Exhibit 10.42
January 29, 1997
System Software Associates, Inc.
000 Xxxx Xxxxxxx Xxxxxx
Xxxxxxx, Xxxxxxxx 00000
Attention: Xxxxxx Xxxxxx, Chief Financial Officer
Re: Extension and Amendment of Credit Facility
Ladies and Gentlemen:
Reference is hereby made to the Credit Agreement dated as of June 19,
1995, by and among System Software Associates, Inc. (the "Company"), System
Software Associates Japan Limited Liability Company, L.L.C. ("SSAJLLC" and,
together with the Company, the "Borrowers"), Bank of America National Trust and
Savings Association, as Agent (the "Agent"), Bank of America Illinois, as a Bank
("BofA"), American National Bank and Trust Company of Chicago, as a Bank ("ANB"
and, together with BofA, the "Banks") and Bank of America Illinois, as Letter of
Credit Issuer (the "Issuing Bank") (as amended, the "Existing Credit
Agreement"). Capitalized terms used but not otherwise defined herein shall have
the meanings given to such terms in the draft Amended and Restated Credit
Agreement attached hereto as Exhibit A (the "Draft Restatement").
Reference is also hereby made to the Waiver and Amendment Agreement,
dated September 16, 1996, by and among the Borrowers, the Banks, the Issuing
Bank and the Agent (the "September Waiver") and the Waiver and Amendment
Agreement, dated as of January 7, 1997, by and among the Borrowers, the Banks,
the Issuing Bank and the Agent (the "January Waiver").

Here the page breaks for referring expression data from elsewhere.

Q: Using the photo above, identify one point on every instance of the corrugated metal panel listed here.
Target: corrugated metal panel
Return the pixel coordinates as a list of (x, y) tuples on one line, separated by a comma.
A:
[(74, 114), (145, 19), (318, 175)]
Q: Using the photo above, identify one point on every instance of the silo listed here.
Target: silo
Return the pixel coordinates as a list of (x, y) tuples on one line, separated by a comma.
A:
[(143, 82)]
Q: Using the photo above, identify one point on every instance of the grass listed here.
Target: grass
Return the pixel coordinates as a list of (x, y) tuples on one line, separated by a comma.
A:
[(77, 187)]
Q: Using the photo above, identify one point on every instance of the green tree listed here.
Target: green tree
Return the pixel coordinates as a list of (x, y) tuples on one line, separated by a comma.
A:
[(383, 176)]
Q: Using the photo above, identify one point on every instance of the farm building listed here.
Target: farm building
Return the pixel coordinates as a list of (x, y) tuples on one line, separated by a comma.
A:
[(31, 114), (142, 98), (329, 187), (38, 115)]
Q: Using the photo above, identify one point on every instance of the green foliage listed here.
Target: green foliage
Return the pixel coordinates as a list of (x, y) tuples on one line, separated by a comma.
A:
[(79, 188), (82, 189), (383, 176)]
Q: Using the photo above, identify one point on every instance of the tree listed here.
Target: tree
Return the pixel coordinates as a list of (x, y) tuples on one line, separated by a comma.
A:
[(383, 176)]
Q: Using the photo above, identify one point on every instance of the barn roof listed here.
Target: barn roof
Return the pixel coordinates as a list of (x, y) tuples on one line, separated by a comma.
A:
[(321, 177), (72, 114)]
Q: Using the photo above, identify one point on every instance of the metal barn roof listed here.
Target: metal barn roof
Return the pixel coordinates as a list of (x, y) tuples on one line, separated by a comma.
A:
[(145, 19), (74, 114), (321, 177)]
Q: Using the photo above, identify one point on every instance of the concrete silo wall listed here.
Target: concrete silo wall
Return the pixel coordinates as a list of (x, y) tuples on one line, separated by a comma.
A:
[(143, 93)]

This letter memorializes our understanding and, when executed by you,
our agreement, to amend and restate the Existing Credit Agreement in its
entirety in accordance with the terms and conditions set forth below:
1. The Banks, the Agent, the Issuing Bank and the Borrowers hereby agree to
execute and deliver at the earliest practicable date (but in any event on or
prior to February 28, 1997) a definitive restatement of the Existing Credit
Agreement, containing terms consistent with those set forth in this letter
agreement and otherwise in a form and substance substantially in accordance with
the Draft Restatement attached hereto (in the form so executed, the "Definitive
Restatement").
2. The obligation of the parties hereto to execute and deliver the Definitive
Restatement shall be absolute and unconditional, subject only to the following:
(a) the Company and the Noteholders (as defined in the Draft Restatement),
contemporaneously with the execution of the Definitive Restatement, shall have
executed and delivered a definitive restated Note Purchase Agreement
substantially in the form of the existing Note Purchase Agreement, with such
changes as are necessary to (i) reflect the terms of letter agreement of even
date herewith among the Company and the Noteholders, a copy of which is attached
hereto as Exhibit B, and (ii) provide the Noteholders with rights and remedies
that are no more favorable to the Noteholders than the rights and remedies of
the Banks under the Definitive Restatement, together with such other changes as
are mutually acceptable to the Banks, the Company and Noteholders (the New Note
Agreement);
(b) the Company shall have executed and delivered to each of the Banks a
warrant to purchase shares of the Company's common stock substantially in the
form of Exhibit C attached hereto (the "Warrants"), and for the respective share
amounts set forth below:
Bank of America Illinois: 250,000 shares.
American National Bank
and Trust Company of Chicago: 250,000 shares.
(c) the Company shall have executed and delivered the Registration Rights
Agreement substantially in the form of Exhibit D attached hereto; and
(d) no Event of Default (as defined in Article X of the Draft Restatement)
shall have occurred on or after the date hereof and be continuing.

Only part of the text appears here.